The poetry in this volume covers a gamut of emotions and themes. When the mood strikes Moschetti, his poems have a whimsy similar to that of Shel Silverstein. In “The Invisible Postman,” he views getting nothing in the mail the same way that one experiences getting a letter: “So, I opened this nothing real, real wide / To find there was even less inside / The penmanship was neat and clean / So clean, in fact, it couldn’t be seen.” In “Turkey,” Moschetti describes how the prison menu offered turkey so much that the very idea of the dish makes him ill: “Just the thought of turkey inside / Upon the toilet seat I’d ride.”
When Moschetti gets serious, he produces some of this collection’s most moving poems on faith and salvation. “All Along” opens almost like a prayer: “I pray that God comes near to me / To work His mighty plans / He’s everywhere, I just can’t see / Eyes being that of man’s.”
Moschetti’s writing is also strong when he writes about love. In poems like “Between the Lines,” he tenderly reminisces about the times he spent as a child with his mother and father. In other works, such as “Amy Smiles” and “My Perfect Son,” Moschetti writes about how important his children are in his life. But it’s the poems about the woman that he longs to see again, like “Gently,” that really stand out. “Gently she comes / The love that we share / Has me reeling / A glorious feeling,” he writes.

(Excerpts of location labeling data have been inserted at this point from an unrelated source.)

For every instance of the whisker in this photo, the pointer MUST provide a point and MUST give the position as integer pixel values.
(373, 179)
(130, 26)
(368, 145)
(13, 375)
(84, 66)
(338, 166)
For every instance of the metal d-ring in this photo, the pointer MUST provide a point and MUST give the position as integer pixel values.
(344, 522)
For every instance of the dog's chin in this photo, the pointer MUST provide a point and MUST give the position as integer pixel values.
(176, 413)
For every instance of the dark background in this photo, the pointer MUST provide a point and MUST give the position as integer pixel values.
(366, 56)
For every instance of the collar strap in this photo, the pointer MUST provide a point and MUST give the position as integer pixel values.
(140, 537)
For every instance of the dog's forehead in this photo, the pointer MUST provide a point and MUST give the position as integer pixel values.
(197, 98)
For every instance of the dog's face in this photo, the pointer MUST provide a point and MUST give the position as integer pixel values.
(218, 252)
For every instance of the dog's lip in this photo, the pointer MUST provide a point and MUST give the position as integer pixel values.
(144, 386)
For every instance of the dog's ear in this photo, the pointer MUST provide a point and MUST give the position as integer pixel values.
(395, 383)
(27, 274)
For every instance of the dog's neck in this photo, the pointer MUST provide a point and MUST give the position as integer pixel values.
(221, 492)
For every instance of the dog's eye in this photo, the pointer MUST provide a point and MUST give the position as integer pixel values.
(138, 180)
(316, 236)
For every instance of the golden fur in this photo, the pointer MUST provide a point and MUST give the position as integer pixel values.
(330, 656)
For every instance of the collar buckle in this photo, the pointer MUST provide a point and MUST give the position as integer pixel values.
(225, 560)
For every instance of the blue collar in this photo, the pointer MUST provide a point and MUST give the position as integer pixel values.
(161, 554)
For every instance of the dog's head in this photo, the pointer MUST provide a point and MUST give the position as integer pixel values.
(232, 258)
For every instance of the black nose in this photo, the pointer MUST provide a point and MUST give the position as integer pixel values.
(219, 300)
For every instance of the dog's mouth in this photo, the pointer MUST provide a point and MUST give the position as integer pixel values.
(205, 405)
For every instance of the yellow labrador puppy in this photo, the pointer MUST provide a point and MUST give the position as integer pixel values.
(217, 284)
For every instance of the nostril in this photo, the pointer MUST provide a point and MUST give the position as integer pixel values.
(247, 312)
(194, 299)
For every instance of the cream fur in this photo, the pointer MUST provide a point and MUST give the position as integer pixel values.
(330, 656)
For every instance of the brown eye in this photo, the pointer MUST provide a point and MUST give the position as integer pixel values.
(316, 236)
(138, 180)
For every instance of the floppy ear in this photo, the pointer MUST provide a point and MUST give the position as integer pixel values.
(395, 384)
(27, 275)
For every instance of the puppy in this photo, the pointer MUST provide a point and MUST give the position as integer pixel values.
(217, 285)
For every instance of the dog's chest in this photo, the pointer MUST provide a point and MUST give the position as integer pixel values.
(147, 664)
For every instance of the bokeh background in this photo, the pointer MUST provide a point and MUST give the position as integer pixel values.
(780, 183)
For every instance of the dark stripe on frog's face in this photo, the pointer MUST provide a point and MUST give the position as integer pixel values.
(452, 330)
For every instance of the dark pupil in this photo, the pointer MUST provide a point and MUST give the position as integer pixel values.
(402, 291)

While a few of the love poems may sound similar to others in the book and sometimes the tropes are a bit clichéd, Moschetti’s earnestness makes them feel fresh enough that it’s forgivable.
This volume will be enjoyed by anyone who likes uplifting poems, but to look at Heart of the Prisoner as only a collection of poems would be an oversight. Moschetti’s book tells the story of a man’s journey through one of life’s darkest experiences and how holding on to his love, faith, and hope enabled him to come out on the other side as a stronger and better person.